Bogey wants to know if his girlfriend Tango is going to be famous and featured in a magazine again? If she he wants a signed copy.


----------



## olik (Apr 13, 2008)

who was modeling you or dogs? Where the modeling pictures?


----------



## paula bedard (Feb 5, 2008)

Great pics of your three. How exciting! When will you know which pics make it into the catalog? Is the little girl modeling for next summer's catalog or just playing with the pups?


----------



## GoldenJoyx'stwo (Feb 25, 2007)

Looks like a great time!


----------



## Debles (Sep 6, 2007)

How fun! Let us know if any make the catalog. Selka's dad Apollo was a regular in LLBean catalogs back in his day. : )


----------



## moverking (Feb 26, 2007)

Wonderful pics, Jill! I'd love to visit your area someday:crossfing

I have to ask, what *is* that pup that looks like a Golden-Lion-1/2 Doodle? with the curly top hair on the beach near the end of your pics...too cute


----------



## BeauShel (May 20, 2007)

That looks like it was a great time and i hope we get to see them in the catalog this year.

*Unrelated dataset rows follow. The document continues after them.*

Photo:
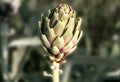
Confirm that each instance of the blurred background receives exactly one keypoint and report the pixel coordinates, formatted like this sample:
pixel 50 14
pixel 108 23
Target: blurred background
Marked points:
pixel 97 58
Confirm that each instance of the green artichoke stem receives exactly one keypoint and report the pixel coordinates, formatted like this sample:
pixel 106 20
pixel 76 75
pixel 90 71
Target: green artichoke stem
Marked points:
pixel 55 72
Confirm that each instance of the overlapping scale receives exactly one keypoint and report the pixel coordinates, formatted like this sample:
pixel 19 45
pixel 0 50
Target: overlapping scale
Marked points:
pixel 67 35
pixel 59 28
pixel 67 47
pixel 54 50
pixel 59 42
pixel 45 41
pixel 50 34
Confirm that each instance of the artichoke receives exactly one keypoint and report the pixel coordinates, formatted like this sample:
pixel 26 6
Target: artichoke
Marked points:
pixel 60 31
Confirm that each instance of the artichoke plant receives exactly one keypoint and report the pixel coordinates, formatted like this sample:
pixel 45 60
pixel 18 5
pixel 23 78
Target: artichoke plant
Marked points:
pixel 60 31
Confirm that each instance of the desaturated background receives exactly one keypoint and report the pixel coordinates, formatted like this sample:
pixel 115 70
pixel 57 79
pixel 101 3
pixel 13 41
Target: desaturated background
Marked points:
pixel 97 58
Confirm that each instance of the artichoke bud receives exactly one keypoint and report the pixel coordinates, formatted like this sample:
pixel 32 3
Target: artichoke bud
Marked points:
pixel 60 31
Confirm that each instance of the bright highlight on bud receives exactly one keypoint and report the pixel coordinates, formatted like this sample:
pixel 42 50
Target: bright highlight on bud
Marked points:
pixel 60 31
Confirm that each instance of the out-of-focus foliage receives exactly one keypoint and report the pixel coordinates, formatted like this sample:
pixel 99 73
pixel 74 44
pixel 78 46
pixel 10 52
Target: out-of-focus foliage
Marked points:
pixel 97 57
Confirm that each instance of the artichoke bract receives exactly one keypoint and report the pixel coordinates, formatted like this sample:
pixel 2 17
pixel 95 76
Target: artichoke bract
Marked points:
pixel 60 31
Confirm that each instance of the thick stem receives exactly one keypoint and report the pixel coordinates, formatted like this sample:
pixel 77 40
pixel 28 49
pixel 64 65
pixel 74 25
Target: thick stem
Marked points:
pixel 55 72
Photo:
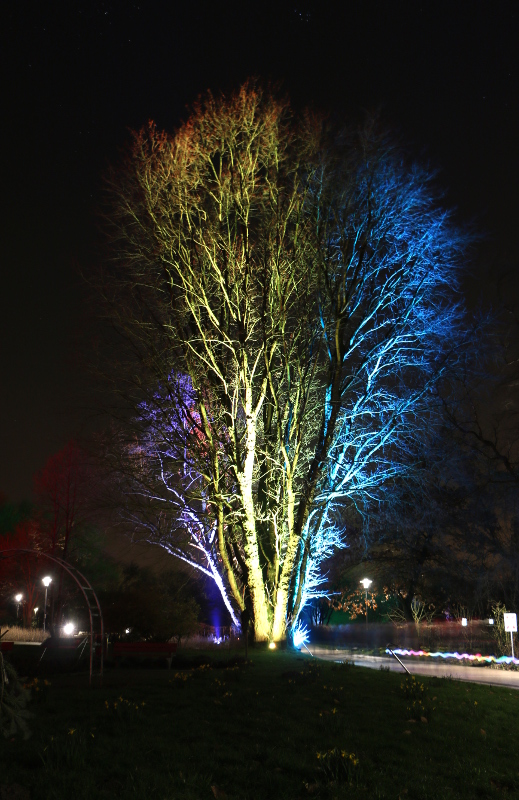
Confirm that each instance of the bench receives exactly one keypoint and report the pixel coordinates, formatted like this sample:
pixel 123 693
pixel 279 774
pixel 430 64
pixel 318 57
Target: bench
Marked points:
pixel 145 648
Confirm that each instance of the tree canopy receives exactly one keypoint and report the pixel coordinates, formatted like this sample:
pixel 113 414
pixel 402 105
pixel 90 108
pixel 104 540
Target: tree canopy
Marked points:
pixel 287 295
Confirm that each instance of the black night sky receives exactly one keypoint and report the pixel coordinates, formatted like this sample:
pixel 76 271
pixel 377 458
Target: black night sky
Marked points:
pixel 77 75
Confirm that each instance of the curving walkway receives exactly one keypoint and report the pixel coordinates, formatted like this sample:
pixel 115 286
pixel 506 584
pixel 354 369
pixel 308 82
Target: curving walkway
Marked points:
pixel 486 675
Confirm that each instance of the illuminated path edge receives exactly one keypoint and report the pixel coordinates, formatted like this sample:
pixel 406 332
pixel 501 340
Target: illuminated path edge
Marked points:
pixel 457 656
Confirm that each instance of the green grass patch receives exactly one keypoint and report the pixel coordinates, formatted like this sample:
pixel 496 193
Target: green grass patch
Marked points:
pixel 280 726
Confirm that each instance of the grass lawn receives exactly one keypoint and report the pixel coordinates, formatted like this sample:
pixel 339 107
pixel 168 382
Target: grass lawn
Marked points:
pixel 253 731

Love your crew.


----------



## Oaklys Dad (Dec 28, 2005)

I'm sure a great time was had by all. Great shots. That looks like a great beach for the dogs to frolic on.


----------



## Finn's Fan (Dec 22, 2007)

I'm with Moverking...what kind of dog is that???? Lovely photos of that darling child and all your pups and the other pups having fun. How do you get a little girl up and out at 5:45 a.m.?


----------



## jwemt81 (Aug 20, 2008)

I love it!!! Some of Tucker's half-siblings from his father's side have been in the LL Bean catalogs.


----------



## KiwiD (Jan 14, 2008)

Very cool shots. Too bad the Dog hour at the beach has to be sooo early, however, I'm sure it's neat to be out there that early to welcome the new day.


----------